Recent case.  In In re Kipnis, 555 B.R. 877 (Bankr. S.D. Fla. 2016), an individual was a partner with another person in the general contracting business.  The business had big losses which passed through proportionately to the individual who then claimed them on his 2000 and 2001 returns.  In 2005, the individual transferred via quitclaim deed a condominium to his wife in accordance with a pre-marital agreement that the couple had entered into during the prior month.  Later that day, the individual changed the title ownership of his bank account from his name only to include his wife along with himself as tenants by the entirety (a marital form of joint tenancy).  The IRS audited the partners’ returns for 2001 and 2001 and disallowed the losses, and in 2012 the Tax Court agreed with the IRS, and little over a year later the individual (now “debtor”) filed for Chapter 11 and then converted it to Chapter 7.  The IRS filed a proof of claim for $1,911,787.23.  Of that amount, $25,629.51 was unsecured, but prioritized under 11 U.S.C. §507(a)(8).  The bankruptcy trustee tried to avoid the transfers under state (FL) law governing fraudulent transfers.  The debtor’s wife moved to dismiss on the basis that the four-year statute of limitations that applied under FL law to challenge fraudulent transfers had run and barred the trustee’s claim.  She cited In re Vaughan Co., 498 B.R. 297 (Bankr. D.N.M. 2013), where the court determined that the IRS was subject to the state-based statute of limitations.  However, the bankruptcy trustee cited cases from numerous other states where the courts in those states determined that the “strong-arm” statute allowed the trustee to step into the shoes of the IRS and take advantage of the 10-year statute of limitations under I.R.C. §6502(a)(1).  The court agreed with the trustee, holding that In re Kaiser, 525 B.R. 697 (Bankr. N.D. Ill. 2014) was persuasive and that the court’s rationale should apply to the facts of the case.  One of the key aspects of In re Kipnis was the court’s reasoning that the IRS can avoid a state’s statute of limitations because of sovereign immunity, but that a trustee can avoid it via the “strong-arm” statute which provides a derivative form of sovereign immunity.

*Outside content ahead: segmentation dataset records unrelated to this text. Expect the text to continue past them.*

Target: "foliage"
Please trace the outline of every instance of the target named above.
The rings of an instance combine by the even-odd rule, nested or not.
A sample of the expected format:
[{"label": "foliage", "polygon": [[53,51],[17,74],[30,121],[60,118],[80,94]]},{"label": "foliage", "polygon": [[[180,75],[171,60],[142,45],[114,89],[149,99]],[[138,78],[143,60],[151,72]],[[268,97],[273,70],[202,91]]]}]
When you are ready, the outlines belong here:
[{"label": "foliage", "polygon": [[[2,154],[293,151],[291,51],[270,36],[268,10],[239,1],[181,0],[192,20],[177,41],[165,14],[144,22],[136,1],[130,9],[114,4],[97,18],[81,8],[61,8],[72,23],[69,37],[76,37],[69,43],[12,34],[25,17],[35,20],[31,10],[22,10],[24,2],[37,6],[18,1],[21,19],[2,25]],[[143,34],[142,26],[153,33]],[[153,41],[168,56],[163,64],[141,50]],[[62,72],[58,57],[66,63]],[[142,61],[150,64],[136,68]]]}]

So, the wife’s attempt to dismiss the trustee’s action was denied, but the court seemed dismayed that the court’s finding could tempt bankruptcy trustees to aggressively go after a debtor’s funds in a bankruptcy proceeding.   The court stated, “The Bankruptcy Code’s strong-arm provision (Section 544) provides a bankruptcy trustee the authority to “avoid any transfer of an interest of the debtor in property or any obligation incurred by the debtor that is voidable under applicable law by a creditor holding an unsecured claim that is allowable under section 502 of this title…”.  The court went on to state that, “The IRS is a creditor in a significant percentage of bankruptcy cases,…  “The paucity of decisions on the issue may simply be because bankruptcy trustees have not generally realized that this longer reach-back weapon is in their arsenal. If so, widespread use of [Bankruptcy Code Section] 544(b) to avoid state statutes of limitations may occur and this would be a major change in existing practice.”

Conclusion 

In re Kipnis illustrates that bankruptcy trustees have a fairly strong weapon in the bag to ultimately effect larger distributions to creditors of a bankruptcy estate.  When the IRS is a creditor, that weapon can be powerful and can be used, as in In re Kipnis, to reach transfers that weren’t made to avoid creditors.  For bankruptcy lawyers with debtor-clients having facts similar to In re Kipnis, perhaps look into paying outstanding taxes before the debtor files bankruptcy.